Practice MCQ

Unit 6 - Notes

INT108 6 min read

Unit 6: Files and Exceptions; Regular Expressions

Part 1: File Handling

File handling is a crucial part of programming that allows the code to interact with permanent storage. In Python, file handling takes place with the built-in open() function.

1. Text Files

A text file stores data as a sequence of characters (strings). Python handles text files by decoding the bytes from the disk into a string format (usually using UTF-8 encoding).

Extension: Typically .txt, .py, .csv, etc.
Line Endings: Lines are terminated by the newline character \n.

2. Opening a File

To perform any operation on a file, it must first be opened.
Syntax: file_object = open("filename", "mode")

Common Modes:

'r': Read (Default). Opens for reading. Errors if file does not exist.
'w': Write. Opens for writing. Creates a new file or truncates (deletes content of) an existing file.
'a': Append. Opens for writing. The pointer is placed at the end of the file. Creates a new file if it does not exist.
'r+': Read and Write.

Best Practice (The with statement):
Using the with statement automatically closes the file, even if exceptions occur.

PYTHON

with open('example.txt', 'w') as file:
    file.write("Hello World")
# File is automatically closed here

3. Writing to a File

To write to a text file, we use the write() or writelines() methods.

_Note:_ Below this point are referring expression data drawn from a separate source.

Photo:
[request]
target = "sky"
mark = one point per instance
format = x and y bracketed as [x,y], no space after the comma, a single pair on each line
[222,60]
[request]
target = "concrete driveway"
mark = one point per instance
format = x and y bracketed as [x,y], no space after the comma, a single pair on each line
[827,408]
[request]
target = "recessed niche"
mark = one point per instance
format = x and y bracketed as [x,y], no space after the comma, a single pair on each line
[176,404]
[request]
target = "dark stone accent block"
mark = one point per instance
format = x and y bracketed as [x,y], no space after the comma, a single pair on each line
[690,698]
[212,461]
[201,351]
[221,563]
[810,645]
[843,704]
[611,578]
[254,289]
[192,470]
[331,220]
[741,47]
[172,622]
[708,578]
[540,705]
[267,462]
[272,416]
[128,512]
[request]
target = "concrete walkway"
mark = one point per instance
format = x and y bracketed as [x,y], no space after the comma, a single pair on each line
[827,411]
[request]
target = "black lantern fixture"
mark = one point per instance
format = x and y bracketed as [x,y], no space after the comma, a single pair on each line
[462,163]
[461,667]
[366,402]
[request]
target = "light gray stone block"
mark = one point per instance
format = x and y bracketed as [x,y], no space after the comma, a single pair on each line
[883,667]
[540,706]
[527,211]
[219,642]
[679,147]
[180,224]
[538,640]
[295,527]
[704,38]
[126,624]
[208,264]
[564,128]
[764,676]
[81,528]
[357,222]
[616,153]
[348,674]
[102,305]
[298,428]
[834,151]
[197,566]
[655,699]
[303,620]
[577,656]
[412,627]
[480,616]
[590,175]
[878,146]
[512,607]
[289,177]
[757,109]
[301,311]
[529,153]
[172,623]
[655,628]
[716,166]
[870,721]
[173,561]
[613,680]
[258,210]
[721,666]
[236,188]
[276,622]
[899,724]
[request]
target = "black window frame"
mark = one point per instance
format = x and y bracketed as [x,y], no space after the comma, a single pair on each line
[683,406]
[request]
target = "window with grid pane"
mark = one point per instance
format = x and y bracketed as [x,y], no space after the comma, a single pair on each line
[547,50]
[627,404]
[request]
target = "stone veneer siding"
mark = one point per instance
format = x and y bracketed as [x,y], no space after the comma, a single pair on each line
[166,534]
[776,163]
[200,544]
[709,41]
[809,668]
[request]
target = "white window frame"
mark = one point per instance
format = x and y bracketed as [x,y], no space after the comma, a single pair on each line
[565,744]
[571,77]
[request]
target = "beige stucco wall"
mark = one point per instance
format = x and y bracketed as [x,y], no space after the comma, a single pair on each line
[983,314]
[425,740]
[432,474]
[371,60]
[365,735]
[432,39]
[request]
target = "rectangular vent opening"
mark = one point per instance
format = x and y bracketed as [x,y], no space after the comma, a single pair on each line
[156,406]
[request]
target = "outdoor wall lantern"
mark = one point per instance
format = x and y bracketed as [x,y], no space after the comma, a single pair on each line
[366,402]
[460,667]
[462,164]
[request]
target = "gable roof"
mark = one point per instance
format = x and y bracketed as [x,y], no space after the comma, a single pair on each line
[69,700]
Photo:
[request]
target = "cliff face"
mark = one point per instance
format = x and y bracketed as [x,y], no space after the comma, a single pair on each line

write(string): Writes a single string to the file.
writelines(list_of_strings): Writes a list of strings to the file. Note: It does not automatically add newlines between strings.

PYTHON

lines = ["Line 1\n", "Line 2\n", "Line 3\n"]

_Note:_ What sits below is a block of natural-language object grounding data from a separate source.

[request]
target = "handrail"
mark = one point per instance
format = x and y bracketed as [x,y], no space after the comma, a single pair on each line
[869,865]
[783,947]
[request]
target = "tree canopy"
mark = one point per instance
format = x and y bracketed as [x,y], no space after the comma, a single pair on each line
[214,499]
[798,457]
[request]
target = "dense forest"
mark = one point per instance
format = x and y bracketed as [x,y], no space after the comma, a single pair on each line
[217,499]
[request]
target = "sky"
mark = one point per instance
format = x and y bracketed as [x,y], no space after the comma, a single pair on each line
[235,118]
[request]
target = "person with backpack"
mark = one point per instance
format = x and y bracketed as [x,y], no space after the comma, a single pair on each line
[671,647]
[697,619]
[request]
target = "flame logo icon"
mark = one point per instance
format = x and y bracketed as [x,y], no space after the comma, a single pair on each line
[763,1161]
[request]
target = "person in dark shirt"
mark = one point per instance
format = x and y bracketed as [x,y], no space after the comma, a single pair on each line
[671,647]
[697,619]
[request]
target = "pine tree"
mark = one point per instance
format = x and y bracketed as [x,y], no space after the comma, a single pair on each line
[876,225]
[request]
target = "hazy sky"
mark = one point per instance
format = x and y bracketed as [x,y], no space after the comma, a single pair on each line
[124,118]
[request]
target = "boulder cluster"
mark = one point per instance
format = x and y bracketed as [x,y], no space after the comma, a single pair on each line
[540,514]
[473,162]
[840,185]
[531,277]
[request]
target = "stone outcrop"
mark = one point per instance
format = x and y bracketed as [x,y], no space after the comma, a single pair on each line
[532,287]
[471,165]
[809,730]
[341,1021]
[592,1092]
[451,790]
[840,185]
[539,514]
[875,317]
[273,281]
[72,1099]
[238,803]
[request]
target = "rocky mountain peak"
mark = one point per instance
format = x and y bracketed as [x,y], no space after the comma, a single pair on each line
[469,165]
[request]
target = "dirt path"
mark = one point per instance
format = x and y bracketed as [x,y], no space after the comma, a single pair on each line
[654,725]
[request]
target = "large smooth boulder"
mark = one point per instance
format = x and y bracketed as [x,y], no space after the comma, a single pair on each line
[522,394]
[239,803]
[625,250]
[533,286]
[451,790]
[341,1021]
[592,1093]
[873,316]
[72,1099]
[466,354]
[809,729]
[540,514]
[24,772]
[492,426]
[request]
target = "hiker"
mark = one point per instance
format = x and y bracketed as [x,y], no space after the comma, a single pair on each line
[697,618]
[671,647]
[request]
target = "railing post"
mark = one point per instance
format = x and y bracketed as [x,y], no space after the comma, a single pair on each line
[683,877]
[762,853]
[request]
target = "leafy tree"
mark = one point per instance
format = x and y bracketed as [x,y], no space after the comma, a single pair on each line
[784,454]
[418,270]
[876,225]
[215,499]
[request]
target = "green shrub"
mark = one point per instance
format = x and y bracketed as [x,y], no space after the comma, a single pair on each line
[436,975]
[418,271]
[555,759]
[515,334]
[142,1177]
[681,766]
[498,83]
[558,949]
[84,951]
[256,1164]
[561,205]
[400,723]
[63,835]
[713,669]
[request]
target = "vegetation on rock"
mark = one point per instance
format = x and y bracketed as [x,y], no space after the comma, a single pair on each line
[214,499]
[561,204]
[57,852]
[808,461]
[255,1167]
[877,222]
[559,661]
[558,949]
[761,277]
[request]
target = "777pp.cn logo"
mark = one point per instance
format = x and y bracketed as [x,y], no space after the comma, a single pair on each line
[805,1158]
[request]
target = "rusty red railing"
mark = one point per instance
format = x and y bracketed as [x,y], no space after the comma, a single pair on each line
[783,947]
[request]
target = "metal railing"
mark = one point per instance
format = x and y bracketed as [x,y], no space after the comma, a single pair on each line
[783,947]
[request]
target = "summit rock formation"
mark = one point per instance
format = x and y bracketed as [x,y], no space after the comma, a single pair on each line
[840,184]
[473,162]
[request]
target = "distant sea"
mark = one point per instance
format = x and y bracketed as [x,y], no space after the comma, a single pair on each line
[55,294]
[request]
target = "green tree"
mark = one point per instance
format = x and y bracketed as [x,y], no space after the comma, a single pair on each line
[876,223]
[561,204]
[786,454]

with open('data.txt', 'w') as f:
    f.write("Header Line\n")
    f.writelines(lines)

4. Writing Variables

The write() method only accepts strings. To write integers, floats, or other objects, you must convert them to strings first using str() or f-strings.

PYTHON

score = 95
name = "Alice"

with open('results.txt', 'w') as f:
    # Incorrect: f.write(score) -> TypeError
    
    # Correct
    f.write(name + " scored " + str(score))
    # Or using f-string
    f.write(f"\n{name}: {score}")

5. Reading from a File

Python provides three main methods to read data:

read(size): Reads the entire file as a single string. If size is specified, it reads that many bytes.
readline(): Reads a single line (up to and including the \n).
readlines(): Reads all lines and returns them as a list of strings.

PYTHON

with open('data.txt', 'r') as f:
    content = f.read()  # Reads whole file
    print(content)

with open('data.txt', 'r') as f:
    for line in f:      # Memory efficient iteration
        print(line.strip())

6. Directories

To manage files, we often need to interact with directories (folders). This is handled by the os module.

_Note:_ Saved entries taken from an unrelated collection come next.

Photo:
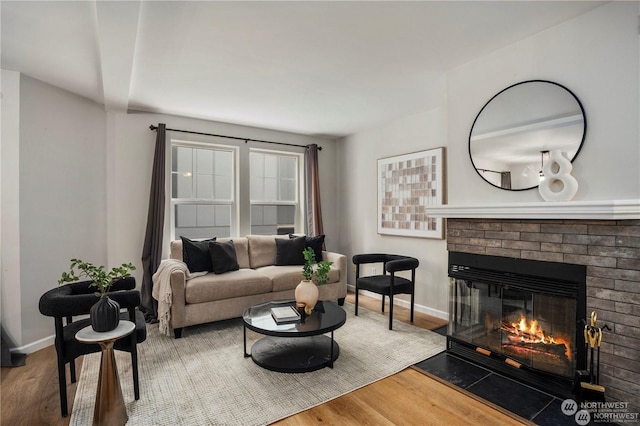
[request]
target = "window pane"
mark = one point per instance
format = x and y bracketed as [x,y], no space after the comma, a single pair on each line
[185,216]
[185,186]
[202,221]
[204,161]
[287,167]
[287,190]
[270,189]
[184,161]
[204,186]
[257,188]
[270,166]
[205,215]
[223,188]
[272,219]
[223,217]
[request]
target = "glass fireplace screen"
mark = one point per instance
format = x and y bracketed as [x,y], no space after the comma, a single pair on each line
[535,329]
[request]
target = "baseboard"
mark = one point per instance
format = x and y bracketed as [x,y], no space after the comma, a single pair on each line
[34,346]
[405,303]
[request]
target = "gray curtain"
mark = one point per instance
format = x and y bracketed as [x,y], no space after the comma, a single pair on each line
[312,182]
[152,250]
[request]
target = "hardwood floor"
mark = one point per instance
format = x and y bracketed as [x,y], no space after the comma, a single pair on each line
[30,394]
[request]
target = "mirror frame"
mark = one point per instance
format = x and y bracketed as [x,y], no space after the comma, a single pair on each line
[584,131]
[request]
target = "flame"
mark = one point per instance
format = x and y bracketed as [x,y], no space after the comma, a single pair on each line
[525,331]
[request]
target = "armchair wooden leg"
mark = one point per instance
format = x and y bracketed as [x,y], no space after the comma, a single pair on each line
[134,368]
[62,379]
[412,300]
[356,307]
[72,370]
[390,311]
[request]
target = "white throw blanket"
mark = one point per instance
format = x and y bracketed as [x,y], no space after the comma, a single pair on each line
[162,289]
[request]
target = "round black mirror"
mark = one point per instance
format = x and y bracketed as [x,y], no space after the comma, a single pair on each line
[513,133]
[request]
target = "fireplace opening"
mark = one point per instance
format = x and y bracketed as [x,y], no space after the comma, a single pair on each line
[520,317]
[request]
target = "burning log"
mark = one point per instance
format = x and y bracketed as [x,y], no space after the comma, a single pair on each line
[525,340]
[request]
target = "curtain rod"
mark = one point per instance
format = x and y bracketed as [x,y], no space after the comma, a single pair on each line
[152,127]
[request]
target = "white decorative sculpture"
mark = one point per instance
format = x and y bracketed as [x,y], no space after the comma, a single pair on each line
[558,184]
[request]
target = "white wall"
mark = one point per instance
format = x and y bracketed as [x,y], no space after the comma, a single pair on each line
[130,152]
[60,213]
[594,55]
[358,202]
[10,206]
[75,183]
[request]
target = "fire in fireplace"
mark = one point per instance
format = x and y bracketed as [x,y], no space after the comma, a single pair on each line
[522,317]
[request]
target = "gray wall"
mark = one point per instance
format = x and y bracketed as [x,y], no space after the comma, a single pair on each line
[595,55]
[61,189]
[82,184]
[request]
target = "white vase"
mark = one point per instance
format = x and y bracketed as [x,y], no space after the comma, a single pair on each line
[307,293]
[558,184]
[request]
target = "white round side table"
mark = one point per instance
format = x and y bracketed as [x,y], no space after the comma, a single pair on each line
[109,408]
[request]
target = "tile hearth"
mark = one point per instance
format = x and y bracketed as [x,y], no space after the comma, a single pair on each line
[531,404]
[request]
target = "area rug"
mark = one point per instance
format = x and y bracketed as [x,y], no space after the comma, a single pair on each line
[203,378]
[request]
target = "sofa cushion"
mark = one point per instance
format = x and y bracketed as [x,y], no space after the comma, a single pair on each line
[290,252]
[210,287]
[316,243]
[288,277]
[196,254]
[223,257]
[241,244]
[262,250]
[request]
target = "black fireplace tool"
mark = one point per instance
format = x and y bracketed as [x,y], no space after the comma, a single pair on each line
[590,388]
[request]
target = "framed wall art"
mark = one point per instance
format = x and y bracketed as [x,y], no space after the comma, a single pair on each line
[407,185]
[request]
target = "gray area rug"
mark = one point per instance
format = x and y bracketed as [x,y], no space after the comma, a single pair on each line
[203,378]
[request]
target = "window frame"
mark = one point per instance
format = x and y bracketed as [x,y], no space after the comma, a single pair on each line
[233,202]
[299,211]
[241,203]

os.getcwd(): Get Current Working Directory.
os.mkdir('folder_name'): Create a new directory.
os.listdir(): List all files and folders in the current directory.
os.path.join(): Intelligently join path components.

PYTHON

import os

current_dir = os.getcwd()
print(f"Current directory: {current_dir}")

# Create a directory if it doesn't exist
if not os.path.exists("new_folder"):
    os.mkdir("new_folder")

7. Pickling

Pickling is the process of converting a Python object hierarchy (like a dictionary or list) into a byte stream (serialization). Unpickling is the inverse operation. This is used to save complex data structures to a file.

Module: pickle
Mode: Must use binary modes ('wb' for write binary, 'rb' for read binary).

PYTHON

import pickle

data = {'name': 'John', 'age': 30, 'scores': [80, 90, 100]}

# Pickling (Saving)
with open('data.pickle', 'wb') as f:
    pickle.dump(data, f)

# Unpickling (Loading)
with open('data.pickle', 'rb') as f:
    loaded_data = pickle.load(f)

print(loaded_data['scores']) # Output: [80, 90, 100]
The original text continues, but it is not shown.